Essentially, there’s only *two* changes I’d like to see in QSerialPort’s 
implementation. These changes may not be possible to implement on all 
platforms, of course. The `QSerialPort` API must be nonblocking, that’s the 
whole point of having it to start with. Doing blocking reads/writes is trivial 
using platform APIs - I don’t think QSerialPort should support any blocking 
operations.

Internally I use classes that behave that way and they work as well as anything 
in userspace can ever work, given that the code must be non-blocking.

The writes should be executed right away if they won’t block. The semantics 
would be:

1. Check how many bytes can be written to the OS device buffers without 
blocking.

2a.
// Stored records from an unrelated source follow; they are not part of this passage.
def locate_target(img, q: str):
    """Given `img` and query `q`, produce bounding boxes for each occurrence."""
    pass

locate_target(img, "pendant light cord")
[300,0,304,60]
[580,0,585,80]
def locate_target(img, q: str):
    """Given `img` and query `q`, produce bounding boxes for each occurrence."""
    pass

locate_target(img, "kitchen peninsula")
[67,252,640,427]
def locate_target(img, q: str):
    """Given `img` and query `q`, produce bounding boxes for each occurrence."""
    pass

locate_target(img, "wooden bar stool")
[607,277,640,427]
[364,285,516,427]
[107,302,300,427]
If the buffer is empty, write as many bytes as possible from the data given 
to write,
add remainder to the buffer.

2b. If the buffer is non-empty, append the data to the buffer, and drain as 
much of the buffer
as possible.

The reads should be executed right away if they wouldn’t block. The semantics 
would be:

1. Check how many bytes can be read from the OS device buffers without blocking.

2. Get everything from the OS queue and append to the buffer.
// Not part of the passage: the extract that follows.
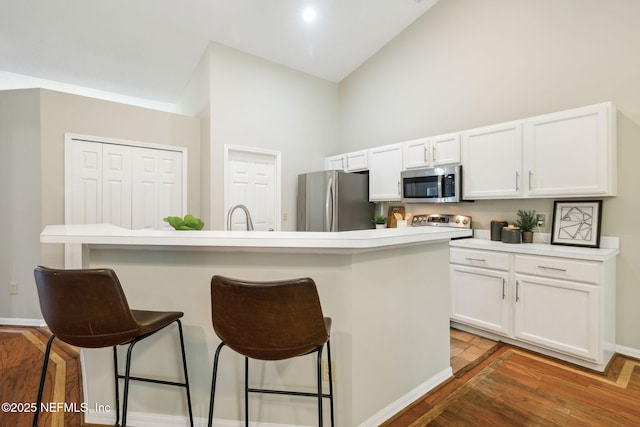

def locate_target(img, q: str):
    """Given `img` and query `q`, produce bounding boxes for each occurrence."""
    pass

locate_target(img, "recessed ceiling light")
[302,7,316,22]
3. Drain as much of the buffer as requested in the argument to `read` and 
return to the user.

On platforms where there is no non-blocking API for step #1, the read and write 
is forced to
use the buffer only, as it currently does.

Cheers, Kuba Ober

On Apr 21, 2014, at 12:35 PM, Denis Shienkov <[email protected]> wrote:

> Thiago,
> 
> many thanks for your help.
> 
> BR,
> Denis
> 
> 21.04.2014 20:12, Thiago Macieira пишет:
>> Em seg 21 abr 2014, às 16:50:50, Denis Shienkov escreveu:
>>> Hmmm..
>>> 
>>> Thiago, what do you mean by "writeable"? It is when device was opened in
>>> the WriteOnly (ReadWrite) mode, or something else?
>> When the underlying device can receive more bytes from the userspace.
>> 
>> Sockets and pipes are buffered in the kernel. When you write to them, they
>> don't get sent immediately (for sockets, specifically, there's Nagle's
>> algorithm in place). They get buffered and sent later.
>> 
>> That buffer is not unlimited in size. When you write too much, the OS will 
>> not
>> accept more write() calls. That is, write() will return -EWOULDBLOCK. When
>> that happens, you need the QSocketNotifier for Write to tell you when it's
>> acceptable to write again.
>> 
>> QAbstractSocket and QProcess always put the data in their own buffer during
>> writeData(). Then they enable the QSocketNotifier for Write, if it wasn't
>> enabled.
>> 
>> When that notifier fires, in the event loop, the actual writing to the OS
>> happens.
>> 
>>> If I correctly understand, then I assume that the device always is
>>> "writeable": i.e. opened in WriteOnly (ReadWrite) and the internal buffer
>>> of writing is not empty.
>> You assume wrong. Therefore, the rest of the email does not make sense.